In the second quarter, the company saw growth in sales led by PASCAL, a premium technology. The company also introduced EVOQUE in the US and Europe, which will require training and case cadence. The company has a larger base in Europe, leading to stronger growth, but the US is catching up quickly. It may take some time for centers to adjust to the added workload of new therapies, but they will eventually add resources to accommodate the growth.

The speaker, Bernard Zovighian, expresses confidence in the hospital system's ability to adjust and recover from high workloads. He believes that patients staying home is not a sustainable solution and that everyone is committed to finding a resolution. During a Q&A session, the speaker also addresses questions about the TAVR market, stating that they are confident in its potential but will provide updates in December at an investor conference.

The company had initially predicted a conservative 8% to 10% growth for TAVR centers at the beginning of the year, but this did not play out as expected in the second quarter. The CEO acknowledged that this was not solely due to one factor, but rather the cumulative impact of various challenges faced by structural heart teams, such as starting new programs and training. The slowdown was seen more prominently in larger centers, which are more likely to be competitive about starting new programs.

The speaker is discussing a spike in emerging cases over routine cases, and how this will not be sustainable for people. They mention that emerging cases have more complications and longer length of stay, which will negatively impact patients and hospitals. They also mention that people will have to adjust over time and the company will work closely with them. The speaker then addresses a question about Q3 TAVR and dilution from acquisitions, stating that they have factored in extra selling days in Q3 and will have more information on the dilution after the acquisitions have been closed and integrated. They will provide full guidance for EPS in 2025 at their investor conference.

Larry Wood, the CEO of a medical company, was asked about the impact of the company's new TAVR technology on hospital workflows. He explained that the sudden increase in demand for the product has put a strain on hospitals, as they have to adjust to the additional workload. This strain is a result of the cumulative growth of procedures in the last three years, and it will take time for hospitals to adapt. The company has reflected this in their guidance and is working closely with hospitals to address the issue. However, they are not happy with the current growth rate.
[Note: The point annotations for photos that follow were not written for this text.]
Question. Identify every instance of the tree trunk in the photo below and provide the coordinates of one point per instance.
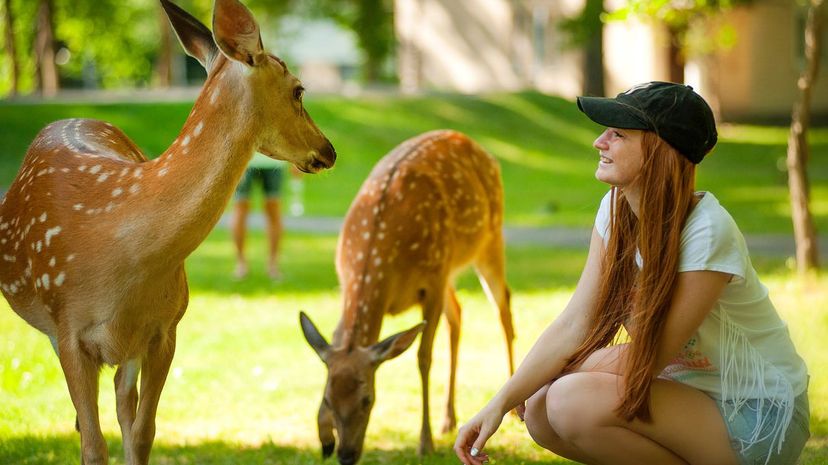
(807, 253)
(675, 55)
(163, 67)
(47, 72)
(594, 51)
(11, 48)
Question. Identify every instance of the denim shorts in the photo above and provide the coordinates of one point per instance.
(763, 452)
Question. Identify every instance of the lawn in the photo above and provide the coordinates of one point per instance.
(244, 386)
(543, 143)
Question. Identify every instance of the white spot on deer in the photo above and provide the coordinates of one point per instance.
(49, 234)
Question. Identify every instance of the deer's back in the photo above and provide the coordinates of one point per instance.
(427, 207)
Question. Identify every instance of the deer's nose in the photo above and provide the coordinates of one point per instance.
(326, 157)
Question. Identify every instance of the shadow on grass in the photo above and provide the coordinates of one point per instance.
(65, 449)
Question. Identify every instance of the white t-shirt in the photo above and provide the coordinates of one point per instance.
(742, 350)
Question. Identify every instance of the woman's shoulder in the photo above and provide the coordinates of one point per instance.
(709, 215)
(712, 240)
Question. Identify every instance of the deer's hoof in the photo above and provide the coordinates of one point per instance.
(327, 449)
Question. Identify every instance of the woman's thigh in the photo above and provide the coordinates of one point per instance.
(684, 420)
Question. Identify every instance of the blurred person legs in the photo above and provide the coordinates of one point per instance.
(271, 180)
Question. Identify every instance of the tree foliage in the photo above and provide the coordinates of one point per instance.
(373, 23)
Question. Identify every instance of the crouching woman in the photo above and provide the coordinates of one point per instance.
(708, 374)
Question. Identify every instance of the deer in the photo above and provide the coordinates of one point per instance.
(93, 234)
(429, 208)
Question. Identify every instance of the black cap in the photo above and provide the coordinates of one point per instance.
(673, 111)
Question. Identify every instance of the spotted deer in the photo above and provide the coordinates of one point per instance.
(93, 235)
(429, 208)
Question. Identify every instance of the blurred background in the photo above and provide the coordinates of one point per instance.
(745, 56)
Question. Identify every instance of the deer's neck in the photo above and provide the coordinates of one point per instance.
(364, 306)
(197, 175)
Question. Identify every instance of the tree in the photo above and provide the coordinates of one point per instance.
(47, 73)
(11, 47)
(807, 253)
(587, 31)
(373, 23)
(678, 17)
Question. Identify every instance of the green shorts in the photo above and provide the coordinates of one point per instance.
(270, 177)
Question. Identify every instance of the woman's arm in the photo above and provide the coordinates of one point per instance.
(543, 362)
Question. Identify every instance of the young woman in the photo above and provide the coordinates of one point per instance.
(709, 375)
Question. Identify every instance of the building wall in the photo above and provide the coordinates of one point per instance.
(757, 79)
(493, 45)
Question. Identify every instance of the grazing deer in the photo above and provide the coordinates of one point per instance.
(93, 235)
(429, 208)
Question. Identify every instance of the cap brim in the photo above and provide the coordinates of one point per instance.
(612, 113)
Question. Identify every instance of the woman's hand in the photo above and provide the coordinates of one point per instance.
(472, 436)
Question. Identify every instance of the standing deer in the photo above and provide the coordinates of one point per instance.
(93, 235)
(429, 208)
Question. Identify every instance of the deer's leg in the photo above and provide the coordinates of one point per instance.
(81, 372)
(432, 307)
(491, 269)
(324, 422)
(453, 317)
(154, 372)
(126, 395)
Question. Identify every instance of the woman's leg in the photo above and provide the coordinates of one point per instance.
(686, 426)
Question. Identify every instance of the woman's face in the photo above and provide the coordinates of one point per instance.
(621, 156)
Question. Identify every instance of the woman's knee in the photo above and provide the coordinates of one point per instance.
(573, 407)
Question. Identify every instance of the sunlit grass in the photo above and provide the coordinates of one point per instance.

The company is not happy about having to adjust guidance and is working hard to restore growth. The CEO, Bernard Zovighian, acknowledges that the company and its stakeholders are not satisfied with the current situation and are fully committed to finding a solution. When asked about competition, the company's response is that they have not seen any significant impact from them. The company is not providing an updated EPS guidance as the Critical Care acquisition will close in the third quarter and will not be included in the fourth quarter.

The initial rollout of EVOQUE has been successful, with strong demand from physicians and similar clinical results to the clinical trials. The company is pleased with the progress and has seen predictable outcome times and similar rates of clinical outcomes. PASCAL is now approved for EVOQUE in Europe.

The company is excited about the launch of EVOQUE and believes it will treat a large number of patients. They also see potential in the acquisition of Endotronix, which has a unique technology and broad FDA label. The company plans to discuss their strategy for Endotronix in December and believes it will expand their reach in the heart failure patient population.

The speaker thanks the participants for their interest in Edwards and invites them to ask any additional questions by phone. The teleconference and webcast have now ended.

This summary was generated with AI and may contain some inaccuracies.